L'empereur est entouré de conseillers issus de l'Église : Alcuin et Éginhard.
Ce sont eux, les lettrés, qui renouent avec la tradition antique des études et assurent ainsi la perpétuation du savoir. Les évêques sont les relais du pouvoir impérial.
Le royaume franc est certes étendu vers l'est, et Aix-la-Chapelle en devient la capitale au lieu de Paris, mais c'est tout l'ancien territoire hexagonal, la Gaule gallo-romaine, qui bénéficie de cet ordre impérial et de l'action des missi dominici.
Une « administration » se met en place. Les hommes doivent prêter serment de fidélité à la personne de l'empereur.
Avec Charlemagne s'incarne ce lien particulier qui unira l'ouest et l'est de la civilisation franque.

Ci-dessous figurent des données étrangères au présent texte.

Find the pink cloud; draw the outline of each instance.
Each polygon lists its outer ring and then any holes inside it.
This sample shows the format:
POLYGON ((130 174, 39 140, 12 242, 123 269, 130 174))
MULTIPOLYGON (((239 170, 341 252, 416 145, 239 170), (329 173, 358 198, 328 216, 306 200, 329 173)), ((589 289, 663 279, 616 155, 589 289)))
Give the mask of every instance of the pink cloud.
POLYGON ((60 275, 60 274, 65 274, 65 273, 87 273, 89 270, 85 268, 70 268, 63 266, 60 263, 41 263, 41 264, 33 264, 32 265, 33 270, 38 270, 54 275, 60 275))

Il y a un peuple français et un peuple germanique, mais, au-delà de leurs parlers, de leurs antagonismes, s'exprime cette lointaine origine commune, cette union carolingienne. Charlemagne est inhumé en 814 dans la chapelle palatine, à Aix.

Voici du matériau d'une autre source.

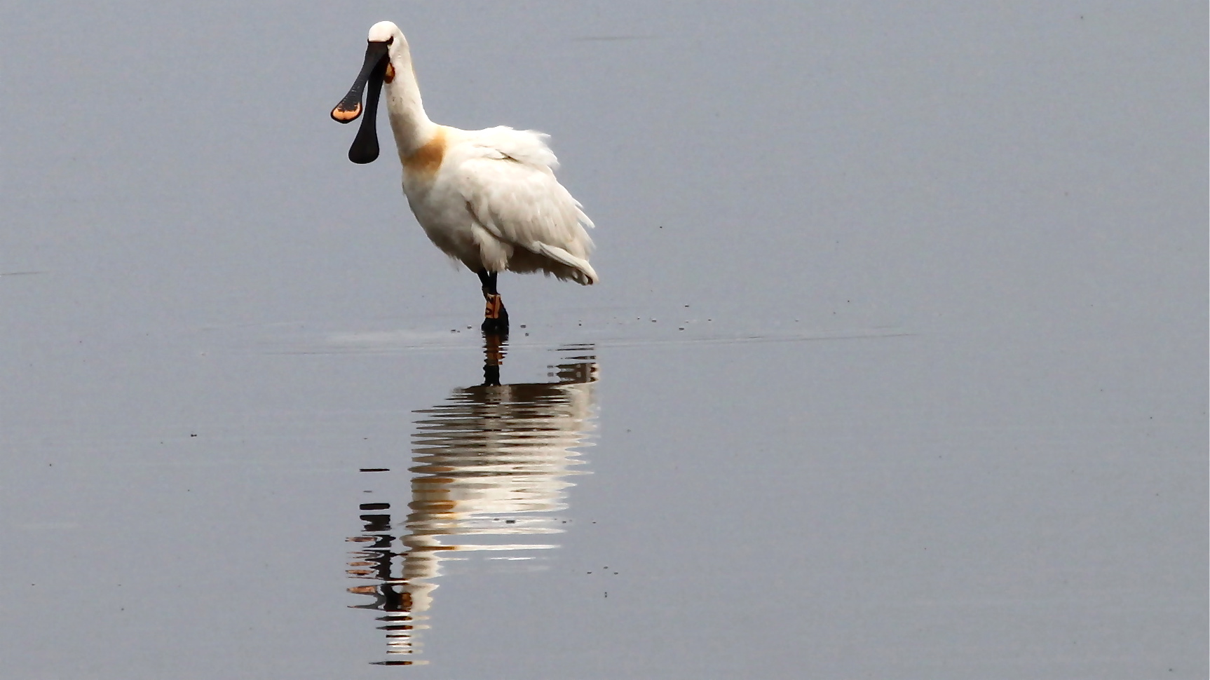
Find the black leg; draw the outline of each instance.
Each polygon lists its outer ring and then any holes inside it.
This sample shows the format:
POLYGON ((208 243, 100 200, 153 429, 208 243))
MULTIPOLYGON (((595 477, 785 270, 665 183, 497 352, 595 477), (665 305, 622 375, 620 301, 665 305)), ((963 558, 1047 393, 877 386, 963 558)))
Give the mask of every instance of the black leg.
POLYGON ((508 335, 508 310, 505 309, 500 292, 496 290, 499 272, 480 269, 476 273, 479 275, 479 282, 483 283, 483 299, 488 301, 483 312, 483 332, 508 335))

Cet empire de traditions romaine et franque est fort. Il peut surmonter les défaites face aux Basques alliés des musulmans – à Roncevaux en 778 –, consolider la frontière sud en Aquitaine contre les incursions musulmanes, envoyer aussi une ambassade au calife de Bagdad, Haroun al-Rachid (802), recevoir l'ambassadeur du calife en 807, obtenir pour les Francs le droit de garder les Lieux saints.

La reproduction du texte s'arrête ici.